U.S. Rep. Raul Labrador, R-Idaho, who introduced Otter and Whitman at Tuesday's hearing, has offered a bill similar to the governor's proposal. His Self-Sufficient Community Lands Act would create pilot projects to turn over about 1 percent of Idaho's national forests to the state to manage.
Labrador said he also is a supporter of Crapo's Clearwater Basin Collaborative, which has brought together timber executives, local officials, preservationists, conservationists, sportsmen, the Nez Perce and representatives of motor-powered recreation.
BUILDING ON SUCCESS
The Forest Service has sold contracts to harvest 11.4 million board feet of timber as a result of the Clearwater operation, said Jonathan Oppenheimer of the Idaho Conservation League. The Clearwater-Nez Perce Forest also has increased its annual timber target from 40 million to 60 million board feet - enough to build 600,000 homes.
"If we really wanted to focus on the outcomes, that's exactly what we're doing on collaborative programs around the state," Oppenheimer said.

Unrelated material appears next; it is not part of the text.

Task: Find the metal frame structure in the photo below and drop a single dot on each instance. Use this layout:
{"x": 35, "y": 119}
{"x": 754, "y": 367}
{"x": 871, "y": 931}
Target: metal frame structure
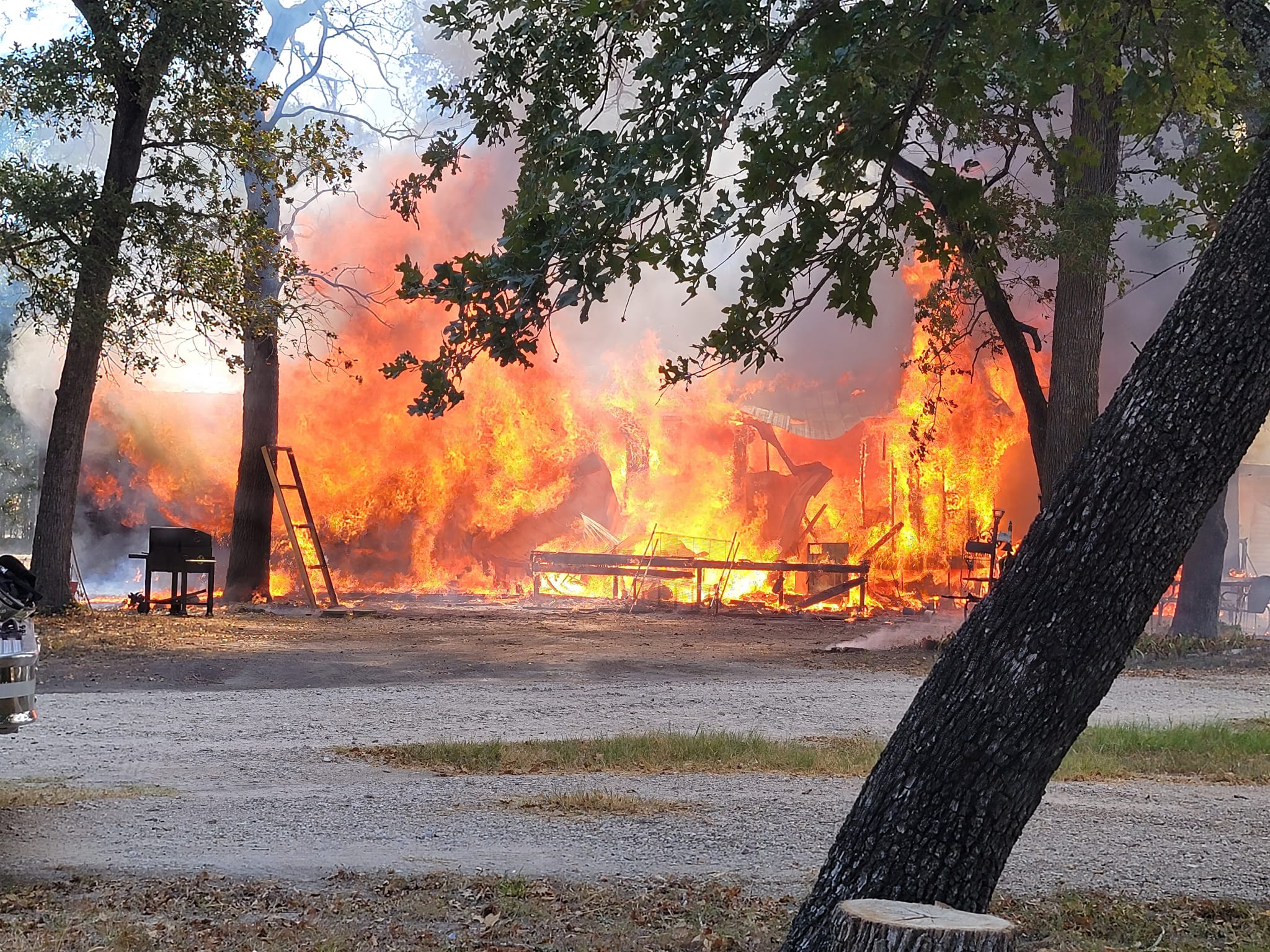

"We would love to see the Legislature become more involved in efforts around the state that are delivering logs to the mill, creating jobs, restoring watersheds and protecting the special places Idahoans love."
Whitman said he shares Otter's frustration with bureaucracy. But he said the trust proposal would threaten the Nez Perce's treaty rights and relationship with the federal government.
Idaho House Speaker Scott Bedke, R-Oakley, served on the state task force in the late 1990s and said the state has had success with its trusts for public schools.
"We've had an ongoing pilot project for 120 years, and by any biological measure state lands are on par or better than federal lands," Bedke said.